Neuronal health is mainly monitored by the nervous system’s immune cells, called microglia
[53]. These cells are activated upon any injury to neurons or infections, which further produces proinflammatory factors (M1 phenotype) or anti-inflammatory factors (M2 phenotype). For a healthy functioning of the human brain, it is necessary to have the correct balance between anti-inflammatory mediators, which allow for the repair and healing of tissues, and proinflammatory mediators, which clear the cellular debris and misfolded protein aggregation is maintained
[54]. The activation of microglia cells in Alzheimer’s and Parkinson’s disease is mainly tilted towards the M1 phenotype, which leads to an exaggeration of inflammation and accelerates the progression of the disease
[55]. The new therapies for the management of neurodegeneration include induction of the M2 phenotype and deactivation of the M1 phenotype in the brain.

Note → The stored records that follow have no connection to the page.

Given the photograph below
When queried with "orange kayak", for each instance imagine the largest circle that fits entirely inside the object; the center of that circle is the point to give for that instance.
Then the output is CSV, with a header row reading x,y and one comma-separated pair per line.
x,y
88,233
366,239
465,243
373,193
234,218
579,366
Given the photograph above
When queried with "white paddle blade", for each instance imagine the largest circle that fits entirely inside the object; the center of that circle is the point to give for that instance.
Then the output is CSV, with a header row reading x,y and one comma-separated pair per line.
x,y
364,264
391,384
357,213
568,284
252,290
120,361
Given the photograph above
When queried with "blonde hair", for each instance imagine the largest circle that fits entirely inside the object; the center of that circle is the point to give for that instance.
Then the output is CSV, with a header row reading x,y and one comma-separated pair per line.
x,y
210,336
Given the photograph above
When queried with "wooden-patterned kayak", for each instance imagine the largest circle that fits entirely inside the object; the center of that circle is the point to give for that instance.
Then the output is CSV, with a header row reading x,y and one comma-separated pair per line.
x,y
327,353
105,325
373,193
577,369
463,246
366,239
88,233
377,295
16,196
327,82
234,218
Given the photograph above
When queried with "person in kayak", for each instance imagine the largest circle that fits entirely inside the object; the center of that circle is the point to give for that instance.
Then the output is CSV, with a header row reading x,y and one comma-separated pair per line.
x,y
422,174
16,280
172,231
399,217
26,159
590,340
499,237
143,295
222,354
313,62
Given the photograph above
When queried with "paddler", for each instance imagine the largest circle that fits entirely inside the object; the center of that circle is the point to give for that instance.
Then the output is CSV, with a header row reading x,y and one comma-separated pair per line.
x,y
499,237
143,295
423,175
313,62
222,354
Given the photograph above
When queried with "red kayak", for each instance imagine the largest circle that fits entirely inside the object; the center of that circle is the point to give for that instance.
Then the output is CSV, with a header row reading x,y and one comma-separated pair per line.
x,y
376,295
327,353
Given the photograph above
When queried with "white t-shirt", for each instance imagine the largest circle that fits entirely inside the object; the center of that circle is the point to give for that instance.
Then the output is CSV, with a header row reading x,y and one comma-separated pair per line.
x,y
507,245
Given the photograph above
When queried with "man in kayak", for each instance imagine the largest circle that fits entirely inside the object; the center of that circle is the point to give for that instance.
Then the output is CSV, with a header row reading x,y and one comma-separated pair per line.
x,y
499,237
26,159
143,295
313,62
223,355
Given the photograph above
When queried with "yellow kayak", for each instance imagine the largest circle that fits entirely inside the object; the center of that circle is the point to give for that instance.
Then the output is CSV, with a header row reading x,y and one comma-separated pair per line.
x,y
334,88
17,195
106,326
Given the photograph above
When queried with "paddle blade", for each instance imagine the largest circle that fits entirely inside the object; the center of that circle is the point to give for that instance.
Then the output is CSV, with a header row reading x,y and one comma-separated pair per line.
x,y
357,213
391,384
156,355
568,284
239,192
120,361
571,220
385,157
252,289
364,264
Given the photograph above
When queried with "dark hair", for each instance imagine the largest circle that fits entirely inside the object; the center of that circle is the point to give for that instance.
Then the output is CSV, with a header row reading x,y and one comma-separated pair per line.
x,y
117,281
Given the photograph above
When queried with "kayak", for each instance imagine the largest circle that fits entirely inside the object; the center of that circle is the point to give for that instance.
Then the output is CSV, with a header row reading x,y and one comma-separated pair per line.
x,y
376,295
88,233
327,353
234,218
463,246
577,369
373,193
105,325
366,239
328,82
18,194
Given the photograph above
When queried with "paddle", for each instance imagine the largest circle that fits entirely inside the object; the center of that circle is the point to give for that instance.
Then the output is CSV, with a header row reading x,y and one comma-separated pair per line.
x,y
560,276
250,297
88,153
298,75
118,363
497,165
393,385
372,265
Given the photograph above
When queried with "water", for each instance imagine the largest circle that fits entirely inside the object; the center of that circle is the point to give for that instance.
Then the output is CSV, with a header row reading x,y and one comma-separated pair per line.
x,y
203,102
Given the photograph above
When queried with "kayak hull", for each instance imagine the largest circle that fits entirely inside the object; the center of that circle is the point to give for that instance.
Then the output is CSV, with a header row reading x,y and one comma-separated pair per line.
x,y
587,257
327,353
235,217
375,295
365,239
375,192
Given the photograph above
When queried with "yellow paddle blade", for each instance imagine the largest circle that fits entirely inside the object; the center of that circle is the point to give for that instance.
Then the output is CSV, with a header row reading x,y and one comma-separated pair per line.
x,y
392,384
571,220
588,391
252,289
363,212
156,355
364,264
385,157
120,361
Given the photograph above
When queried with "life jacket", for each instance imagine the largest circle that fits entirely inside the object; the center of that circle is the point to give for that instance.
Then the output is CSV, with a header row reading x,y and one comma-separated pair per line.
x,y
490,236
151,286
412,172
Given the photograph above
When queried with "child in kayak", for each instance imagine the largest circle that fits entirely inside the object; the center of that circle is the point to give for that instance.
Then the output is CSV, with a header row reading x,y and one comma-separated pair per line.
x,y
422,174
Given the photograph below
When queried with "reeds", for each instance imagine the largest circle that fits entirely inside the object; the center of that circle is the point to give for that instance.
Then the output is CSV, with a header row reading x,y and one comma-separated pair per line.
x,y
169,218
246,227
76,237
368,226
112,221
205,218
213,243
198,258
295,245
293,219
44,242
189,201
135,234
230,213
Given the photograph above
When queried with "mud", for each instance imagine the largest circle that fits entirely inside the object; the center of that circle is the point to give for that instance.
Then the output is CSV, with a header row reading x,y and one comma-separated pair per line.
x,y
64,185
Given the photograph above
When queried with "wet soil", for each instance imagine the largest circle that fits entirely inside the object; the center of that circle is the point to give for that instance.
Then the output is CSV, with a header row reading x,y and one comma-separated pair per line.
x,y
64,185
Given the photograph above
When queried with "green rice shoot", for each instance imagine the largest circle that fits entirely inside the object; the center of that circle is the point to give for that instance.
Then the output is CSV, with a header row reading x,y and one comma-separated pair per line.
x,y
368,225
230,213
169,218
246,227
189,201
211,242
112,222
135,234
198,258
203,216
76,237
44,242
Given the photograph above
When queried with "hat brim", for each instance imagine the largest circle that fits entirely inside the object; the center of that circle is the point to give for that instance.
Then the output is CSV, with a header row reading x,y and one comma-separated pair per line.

Astrocytes are another type of glial cells that are present in the brain and regulate the maintenance and maturation of neuronal cells. They are highly sensitive and respond to injury very quickly, as do microglia cells
[56]. Depending upon their activation, they can be neuroprotective by stimulating repair and reducing inflammation or be neurotoxic by promoting inflammation and contributing to the death of neuronal cells. Activated astrocytes also act as a proinflammatory factor in Parkinson’s disease and Alzheimer’s disease
[57]. Their role has been implicated in the breakdown of the blood–brain barrier, thereby encouraging the infiltration of immune cells into the brain, which increases neuronal death by excessive stimulation and impairment of the uptake of neurotransmitter glutamate. Another type of glial cell, called oligodendrocytes, also poses a significant role in neurodegeneration
[58]. Oligodendrocytes form a sheath of myelin around the nerve fibers, which permits the efficient and rapid transmission of electrical impulses across neurons and thus induces signal transmission. Damage in these cells has been attributed to the progression of multiple sclerosis and other neurodegenerative diseases in which the immune system attacks oligodendrocytes and damages the myelin sheath, thereby reducing levels of myelin proteins in brain tissue
[59].
5. Conclusions
The number of patients suffering from neurological disorders is increasing at an alarming rate. Several pathologies have been identified that cause the onset of neurological diseases; however, there is still a significant gap in the understanding and targeting of them for the development of medications for prevention and cure. With advancing technologies, the understanding of molecular mechanisms in populations exposed to vulnerable neurodegenerative diseases is also improving, which will lead to deeper insights into the functional interplay between several factors such as oxidative stress, neuronal cell death, and neuroinflammation in the occurrence of neurological diseases, which has been described in the article. Eventually, studying pathological mechanisms can lead to the targeted derived production of therapies that will improve global health and invoke management of neurological disorders, thereby improving the quality of life of individuals.